The ” first sample drop on another world » is now complete.

An emergency depot

This is one of the core elements of Perseverance’s mission. For many months, the rover has been collecting samples from rocks considered to be ” scientifically important by the teams in charge of the mission. While some remain inside the rover, others sit on the Martian surface and are now a vast repository located in Jezero Crater. This area was home to a river flowing into a vast lake billions of years ago, providing an environment conducive to the emergence of microbial life. Analysis of the samples could allow scientists to unravel this mystery.

The titanium tubes were deposited on the surface in an intricate zigzag pattern, with each sample separated approximately 5 to 15 meters from each other so that they could be safely retrieved “, explains the American space agency. The depot is a back-up solution in the event that Perseverance is unable, due to a breakdown for example, to deliver the tubes it is transporting to the right port during its recovery mission.

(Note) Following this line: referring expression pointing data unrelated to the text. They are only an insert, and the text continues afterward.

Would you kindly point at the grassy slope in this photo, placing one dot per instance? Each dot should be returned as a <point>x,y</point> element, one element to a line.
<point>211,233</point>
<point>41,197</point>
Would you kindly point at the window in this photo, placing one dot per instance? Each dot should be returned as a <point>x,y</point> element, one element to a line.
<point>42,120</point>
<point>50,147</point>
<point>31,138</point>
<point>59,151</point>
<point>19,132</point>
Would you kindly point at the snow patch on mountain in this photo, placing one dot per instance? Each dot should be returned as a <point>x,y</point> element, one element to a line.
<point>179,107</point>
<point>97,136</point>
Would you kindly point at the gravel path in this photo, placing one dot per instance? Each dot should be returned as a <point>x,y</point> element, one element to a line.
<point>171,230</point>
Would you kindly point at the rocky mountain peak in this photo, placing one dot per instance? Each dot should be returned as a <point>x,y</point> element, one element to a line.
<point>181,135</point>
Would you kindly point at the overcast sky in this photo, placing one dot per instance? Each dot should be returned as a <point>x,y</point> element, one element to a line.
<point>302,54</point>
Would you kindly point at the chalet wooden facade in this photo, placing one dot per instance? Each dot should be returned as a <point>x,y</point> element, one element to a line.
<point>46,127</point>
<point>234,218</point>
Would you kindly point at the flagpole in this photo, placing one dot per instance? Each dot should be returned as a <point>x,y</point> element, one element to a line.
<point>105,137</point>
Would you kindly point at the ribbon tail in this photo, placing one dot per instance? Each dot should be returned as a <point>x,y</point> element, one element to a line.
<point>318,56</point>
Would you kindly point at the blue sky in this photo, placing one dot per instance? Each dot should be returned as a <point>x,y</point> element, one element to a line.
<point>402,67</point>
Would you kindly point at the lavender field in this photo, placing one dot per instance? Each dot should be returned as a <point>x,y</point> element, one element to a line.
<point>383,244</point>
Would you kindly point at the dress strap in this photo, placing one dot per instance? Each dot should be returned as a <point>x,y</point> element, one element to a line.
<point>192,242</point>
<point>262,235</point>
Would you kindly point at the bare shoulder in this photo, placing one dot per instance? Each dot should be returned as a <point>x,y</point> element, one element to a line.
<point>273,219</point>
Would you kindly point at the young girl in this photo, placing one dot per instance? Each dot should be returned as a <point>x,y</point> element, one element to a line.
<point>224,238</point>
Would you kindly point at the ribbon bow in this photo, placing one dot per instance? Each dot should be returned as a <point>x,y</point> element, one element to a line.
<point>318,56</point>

The recovery mission will be very complex

Indeed, NASA and the European Space Agency (ESA) are working on a highly complex mission, called Mars Sample Return, to recover the samples to bring them to our planet. This involves Perseverance bringing the tubes to a rocket-equipped platform to send them into orbit, where a European spacecraft will pick them up to take them to Earth.


In the meantime, however, the rover may no longer be able to perform this step. In this case, two helicopters similar to Ingenuity will be there to pick up the samples that Perseverance has just placed on the ground, the location of each of them having been carefully mapped. NASA currently estimates that the sample retrieval lander, developed by Lockheed Martin, will land no earlier than 2028 and that the samples will not arrive on Earth until at least 2033.